Wolverine coach Gary Moeller was unimpressed by Holtz's blather. In the three years since Bo Schembechler left, Moeller has endured three wild and often unsatisfying games with the Irish. "It's always something," Moeller said, recounting one strange finish after another in their 1-1-1 series. "And you never know, their team could come together this week."
Because of...? "You know, the distractions."
Who knows what motivated Notre Dame? Holtz allowed as how he had a little meeting with his seniors on Thursday morning, but he wouldn't say regarding what. Perhaps Gipp, on his deathbed, had told Holtz, "Lou, someday when the boys are down...." Who knows? Linebacker Pete Bercich said it was "more of a manor-mouse type of thing."
But there was some uplift to go along with the challenge. "A tears-in-the-eye type of thing, too," said Bercich. "I was as fired up as I've ever been. I can't say I was angry as much as—well, angry, I guess."
Underdog, beleaguered and, yes, angry with a tear in the eye, the Irish were awesome to behold. Unmindful of the 106,851 fans in Michigan Stadium, another NCAA record, Notre Dame stormed for a score on its first possession. On the final two plays of the drive, McDougal floated a seven-yard pass to tailback Lee Becton, then ran the option 43 yards for the touchdown. Neither McDougal nor Failla—who was kept out of the game because of a hand injury—has "a feel for the option," according to Holtz. Powlus certainly did. Yet there was McDougal skittering down the sideline.

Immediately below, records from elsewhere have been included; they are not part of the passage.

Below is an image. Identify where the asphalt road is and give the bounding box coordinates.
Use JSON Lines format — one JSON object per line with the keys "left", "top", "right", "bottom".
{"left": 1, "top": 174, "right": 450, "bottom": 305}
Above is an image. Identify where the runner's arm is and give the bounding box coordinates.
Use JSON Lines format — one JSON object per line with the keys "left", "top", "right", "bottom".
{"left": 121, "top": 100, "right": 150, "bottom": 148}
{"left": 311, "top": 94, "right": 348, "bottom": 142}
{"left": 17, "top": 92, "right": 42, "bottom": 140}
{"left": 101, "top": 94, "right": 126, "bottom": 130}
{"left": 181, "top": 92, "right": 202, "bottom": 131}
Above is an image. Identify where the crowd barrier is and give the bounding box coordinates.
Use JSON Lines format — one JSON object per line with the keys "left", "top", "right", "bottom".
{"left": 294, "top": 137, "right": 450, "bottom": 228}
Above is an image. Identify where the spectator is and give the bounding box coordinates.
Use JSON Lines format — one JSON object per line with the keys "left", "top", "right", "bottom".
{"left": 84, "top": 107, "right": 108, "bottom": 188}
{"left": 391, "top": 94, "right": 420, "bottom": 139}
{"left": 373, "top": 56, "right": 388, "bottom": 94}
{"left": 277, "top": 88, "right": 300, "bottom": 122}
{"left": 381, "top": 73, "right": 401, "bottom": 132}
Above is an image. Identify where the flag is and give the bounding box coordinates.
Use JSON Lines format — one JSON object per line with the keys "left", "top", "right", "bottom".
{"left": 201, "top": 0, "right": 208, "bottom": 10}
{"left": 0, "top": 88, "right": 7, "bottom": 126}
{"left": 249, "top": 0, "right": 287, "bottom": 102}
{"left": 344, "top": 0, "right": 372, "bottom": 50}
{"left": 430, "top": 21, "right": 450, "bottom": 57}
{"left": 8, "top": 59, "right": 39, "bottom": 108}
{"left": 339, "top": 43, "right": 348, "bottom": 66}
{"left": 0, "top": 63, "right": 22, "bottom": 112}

On Notre Dame's next possession, McDougal lofted a 43-yard pass deep to Johnson, the onetime quarterback and now wideout, to set up a first-quarter field goal. A one-minute drill by McDougal pushed the Irish to a 24-10 lead at half-time, by which point he had passed for 137 yards and run for 69. After that, Holtz admitted later, he "buttoned up" the offense prematurely, but by then the Irish had buttoned up Michigan's entirely.
Michigan was not helpless, but it will need to regroup before it can think national championship again. Wheatley was fabulous (146 yards on 25 carries), simply running away from everybody. "He just plays quick," Moeller likes to say of Wheatley. But only one of the Fab Five had more yardage on passes from Collins than Irish safety Jeff Burris, who had 61 yards on two interceptions. "Hopes for the national championship are gone," Collins said.
There was surprising humility all around. Many of the Wolverines have Notre Dame complexes, having been overlooked in recruiting or in postseason honors. Shonte Peoples, Michigan's decorated safety, was still boiling over Notre Dame's decision to stop recruiting him after he had gotten a low score on an admission test. (If true, Peoples's accusation would help refute one point in the distracting book.) "I feel that I'm the best safety in the country," Peoples said before the game. "Whoever Holtz has [Burris], he's not as good as me."
Peoples, who admitted he blew the coverage on McDougal's 43-yard pass to Johnson, ate his words with gusto after the game. "In the first half I didn't measure up," he said.